Simply put, feature engineering is just a fancy term that means optimizing your dataset so that the machine learning models can perform at their absolute best. Whether it’s extracting hidden patterns, reshaping your values to fit better into the models, or getting rid of the useless junk so the models can focus on only what’s important, we’ve baked lots of goodies into our Feature Engineering section. We’ll help you squeeze every last drop of predictive power out of your data just like it’s a tube of toothpaste…you know exactly what we’re talking about.
No, we aren’t talking about what you have to do when your friend sends you that “this is the worst date I’ve ever been on, please come get me immediately” text. We’re talking about calendar dates. Do you know how much information is in a simple date? A lot! You can pull out the day of the week, fiscal quarter, month, etc. all of which may help you better predict your target variable. If there is any sort of time-based trend in your data, our Date Extraction section will find it.
We’re all a little be weird, and that’s ok. However, it helps make models perform better if your target variable isn’t. If you’ve ever taken a statistics class, you may remember your professor talking about a “normal bell curve” at nauseum. Whether you remember any of that stuff or not, it doesn’t matter because our Normalization section will help transform your target to be more normal… but not you. Sorry, it can’t help make you (or more importantly the CitizenDS staff) any more normal.
You ever try to fit a square peg through a circle hole? Yeah, it’s not easy unless you have a giant hammer and a lot of pent up anger from the darn printer never working. DON’T LIE TO ME, I KNOW THERE’S INK IN THERE BECAUSE I JUST PUT SOME IN! Data is pretty similar in that certain “shapes” of data will work better with your target than others. Our Optimization section will help you transform your data to be in the best possible shape to maximize predictive power.

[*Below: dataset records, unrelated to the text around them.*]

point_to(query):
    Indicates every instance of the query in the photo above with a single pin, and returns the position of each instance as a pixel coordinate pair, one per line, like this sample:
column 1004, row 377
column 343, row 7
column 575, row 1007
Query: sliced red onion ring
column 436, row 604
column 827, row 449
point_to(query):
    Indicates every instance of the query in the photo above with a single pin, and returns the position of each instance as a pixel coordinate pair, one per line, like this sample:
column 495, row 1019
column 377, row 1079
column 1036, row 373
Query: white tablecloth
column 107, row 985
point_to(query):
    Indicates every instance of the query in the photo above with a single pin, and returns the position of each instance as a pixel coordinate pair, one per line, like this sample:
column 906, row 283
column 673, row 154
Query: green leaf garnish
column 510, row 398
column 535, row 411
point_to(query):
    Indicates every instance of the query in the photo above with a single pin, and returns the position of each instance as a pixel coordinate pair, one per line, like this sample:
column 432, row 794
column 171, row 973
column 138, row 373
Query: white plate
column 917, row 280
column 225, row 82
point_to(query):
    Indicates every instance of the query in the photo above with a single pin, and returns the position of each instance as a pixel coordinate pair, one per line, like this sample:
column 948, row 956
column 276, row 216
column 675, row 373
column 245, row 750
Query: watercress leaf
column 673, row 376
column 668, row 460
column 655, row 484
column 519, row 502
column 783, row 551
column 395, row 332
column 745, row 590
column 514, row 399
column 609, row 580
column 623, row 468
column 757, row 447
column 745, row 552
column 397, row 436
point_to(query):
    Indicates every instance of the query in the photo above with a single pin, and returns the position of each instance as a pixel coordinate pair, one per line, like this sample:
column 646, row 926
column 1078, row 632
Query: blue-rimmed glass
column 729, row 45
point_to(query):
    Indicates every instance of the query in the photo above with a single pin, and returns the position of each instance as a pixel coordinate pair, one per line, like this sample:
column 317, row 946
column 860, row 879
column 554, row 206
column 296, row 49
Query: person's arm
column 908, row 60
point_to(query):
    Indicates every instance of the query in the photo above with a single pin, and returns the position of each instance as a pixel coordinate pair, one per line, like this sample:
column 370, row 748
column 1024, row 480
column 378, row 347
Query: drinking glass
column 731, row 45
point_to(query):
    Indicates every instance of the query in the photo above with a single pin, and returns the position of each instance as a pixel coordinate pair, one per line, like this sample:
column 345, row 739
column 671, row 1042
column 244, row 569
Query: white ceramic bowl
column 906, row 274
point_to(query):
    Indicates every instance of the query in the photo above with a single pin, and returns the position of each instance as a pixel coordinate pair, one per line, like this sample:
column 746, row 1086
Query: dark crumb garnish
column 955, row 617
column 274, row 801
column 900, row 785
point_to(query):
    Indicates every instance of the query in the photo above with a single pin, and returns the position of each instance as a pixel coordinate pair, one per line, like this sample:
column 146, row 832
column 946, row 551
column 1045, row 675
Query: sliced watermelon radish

Sometimes things that happened in the past can be really useful in prediction, like if I’m trying to predict how much money I’ll have tonight, a pretty good indicator may be how much money I had last night (assuming today isn’t Black Friday and I’m not at Best Buy). Our Time Lags section is designed to help you determine if previous values of different variables are useful in predicting your target.

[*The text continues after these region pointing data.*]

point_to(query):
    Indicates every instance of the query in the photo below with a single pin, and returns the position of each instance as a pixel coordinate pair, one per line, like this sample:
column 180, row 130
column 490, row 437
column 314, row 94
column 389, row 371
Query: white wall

Just like your dorm-room neighbors who prevented you from taking glorious midday naps, data can be noisy. But also like your dorm-room neighbors, just because it’s noisy, doesn’t mean that it can’t be helpful (especially when it comes to moving all that furniture around). Our Moving Averages section allows you to smooth out that noisy data to get to the heart of what’s going on.

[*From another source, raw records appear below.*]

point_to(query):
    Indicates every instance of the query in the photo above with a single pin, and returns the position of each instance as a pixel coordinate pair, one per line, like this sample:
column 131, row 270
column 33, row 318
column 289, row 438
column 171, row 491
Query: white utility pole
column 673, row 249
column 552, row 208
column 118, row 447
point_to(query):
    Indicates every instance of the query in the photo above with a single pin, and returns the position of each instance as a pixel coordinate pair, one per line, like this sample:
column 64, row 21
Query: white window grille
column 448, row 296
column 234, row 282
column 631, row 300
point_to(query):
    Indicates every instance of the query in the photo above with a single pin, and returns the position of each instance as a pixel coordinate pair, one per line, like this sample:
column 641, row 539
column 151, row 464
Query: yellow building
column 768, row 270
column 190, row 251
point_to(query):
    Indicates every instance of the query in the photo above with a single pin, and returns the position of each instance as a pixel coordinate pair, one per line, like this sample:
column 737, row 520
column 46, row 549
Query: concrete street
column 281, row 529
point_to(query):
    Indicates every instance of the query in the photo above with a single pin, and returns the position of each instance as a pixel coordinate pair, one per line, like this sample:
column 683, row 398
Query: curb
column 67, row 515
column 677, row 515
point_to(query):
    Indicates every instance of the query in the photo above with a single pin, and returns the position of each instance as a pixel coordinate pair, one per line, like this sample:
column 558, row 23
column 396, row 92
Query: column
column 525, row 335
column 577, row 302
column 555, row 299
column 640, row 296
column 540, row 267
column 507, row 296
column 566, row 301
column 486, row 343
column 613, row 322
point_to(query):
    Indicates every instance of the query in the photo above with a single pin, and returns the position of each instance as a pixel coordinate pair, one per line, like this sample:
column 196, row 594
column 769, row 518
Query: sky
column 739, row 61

PCA/Class Reduction/Weak Reduction/Redundant Reduction
Sometimes, less is more, and that’s what our PCA, Class Reduction, Weak Reduction, and Redundant Reduction sections are all about. These sections are like that garage sale you desperately need to have: they keep the useful and throw out the unnecessary things. You don’t want to clog up the machine learning models with junk, so you’ll definitely want to visit these sections before you go to model.